MEHMET KARA
Enerjide tedarikçi çeşitliliğini sağlamak çok önemli.
Çünkü hiç bir ülke kendi geleceğini tek bir ülke ya da şirkete mahkum etmek istemez.
Konuya enerji ithalatçısı bir ülke konumundaki Türkiye açısından bakarsak…
Petrolde tedarikçi ülke çok, bol bol da satıcı şirket var. Kömürde de buna benzer bir durum var. Ama doğalgaz için aynı şeyi söylemek zor. Halen boru hattıyla doğalgaz getirilen ülke sayısı üç ile sınırlı: Rusya, Azerbaycan, İran…
Sıvılaştırılmış doğalgaz (LNG) tedarikçisi ülke ve şirket sayısı petroldeki kadar yüksek olmasa da idare eder. Ama Türkiye’nin LNG’nin ağırlığını artırması zor. Çünkü hem boru gazına göre daha pahalı hem de LNG’yi mevcut şebekeye aktarabilecek altyapı yetersiz.
İşte bu yüzden Türkiye’nin, Irak, Türkmenistan, İsrail gazını taşıyacak boru hattı projelerinin merkezinde görünmesi, gösterilmesinde şaşılacak bir durum yok.
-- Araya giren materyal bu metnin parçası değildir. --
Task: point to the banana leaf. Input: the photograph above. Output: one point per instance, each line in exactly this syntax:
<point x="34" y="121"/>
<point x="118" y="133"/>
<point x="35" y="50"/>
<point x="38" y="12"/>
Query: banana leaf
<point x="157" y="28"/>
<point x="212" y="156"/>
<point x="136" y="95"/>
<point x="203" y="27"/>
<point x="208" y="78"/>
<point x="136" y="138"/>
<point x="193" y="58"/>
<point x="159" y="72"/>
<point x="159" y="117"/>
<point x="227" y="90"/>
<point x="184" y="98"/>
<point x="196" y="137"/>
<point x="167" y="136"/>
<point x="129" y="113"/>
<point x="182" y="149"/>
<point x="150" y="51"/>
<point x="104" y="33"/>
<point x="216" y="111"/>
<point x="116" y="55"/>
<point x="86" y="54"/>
Ayrıca Türkiye’nin Avrupa tarafındaki yakın ve uzak komşularının boru hatlarını tersine çalıştırarak oradan da gaz getirebilmesi teorik olarak mümkün. Sadece biraz proje ve ilişki geliştirip bunları hayata geçirmek gerekiyor.
Tüm bunlar, üzerinde uzun uzun konuşulup, uzun vadede çalışılıp hayata geçirilebilecek projelerin konusu.
Aynı şekilde enerjide kaynak çeşitliliği de çok önemli. Çünkü yine hiç bir ülke kendisini tek bir enerji türüne bağımlı hale gelmeyi arzu etmez. Gazı da, kömürü de, doğalgazı da bir şekilde kullanmak, fazla gelirse yedekte teminat olarak tutmak mümkün. Tüm bu kaynaklarda ithal/yerli dengesinin nasıl oluşturulacağı, ekonomik gerekliliklere bağlı. Yani zamana ve zemine göre değişebilir, tartışılabilir.
Ancak enerji konusunda yenilenebilir kaynakların bugüne ve geleceğe damgasını vurduğu tartışılamayacak kadar açık hale gelmiş durumda. 1970’lerde temiz çevre, 1980’lerden itibaren ise iklim kaygıları nedeniyle kanuni zorlamalarla öne çıkarılmaya çalışılan güneş, rüzgar, biyokütle, dalga gibi enerji kaynakları günümüzde gelişen teknolojinin de desteğiyle fosil yakıtlara göre daha avantajlı konumlar elde etmiş durumda.
Yani Türkiye enerji politikalarını yeniden şekillendirirken günübirlik ihtiyaçlardan ziyade, küresel trendleri gözetmek zorunda. Bu açıdan bakıldığında kömür, petrol ve doğalgaz gibi fosil yakıtlara dayalı yapılacak yatırımları gelecekte bekleyen pek çok risk varken, yenilenebilir kaynaklara yapılan ve yapılacak yatırımların durumu çok çok farklı. Güneş ve rüzgar bedava kaynak olmanın avantajıyla, biyokütle ise özellikle tarım-gıda sektörleriyle birlikte ele alınıp daha fizibıl yatırımlara imkan veren bir kaynak noktasına getirilmesiyle giderek daha çok öne çıkıyorlar.
Bu kaynakların geri plana düşmesi pek mümkün görünmüyor. İş sadece bu kaynaklardan daha iyi yararlanmaya dönük teknolojilerin geliştirilmesine kalıyor. Yani kaynakların rekabeti değil, teknolojinin, inovasyonun, buluşların rekabetin söz konusu olacak.
Tüm bunlar bize gösteriyor ki, Türkiye’nin enerji politikalarının omurgasını yenilenebilir enerji kaynakları ve bununla ilgili teknolojik gelişmeler oluşturmalı. Hepsi bir yana, yenilenebilir kaynaklar bir yana.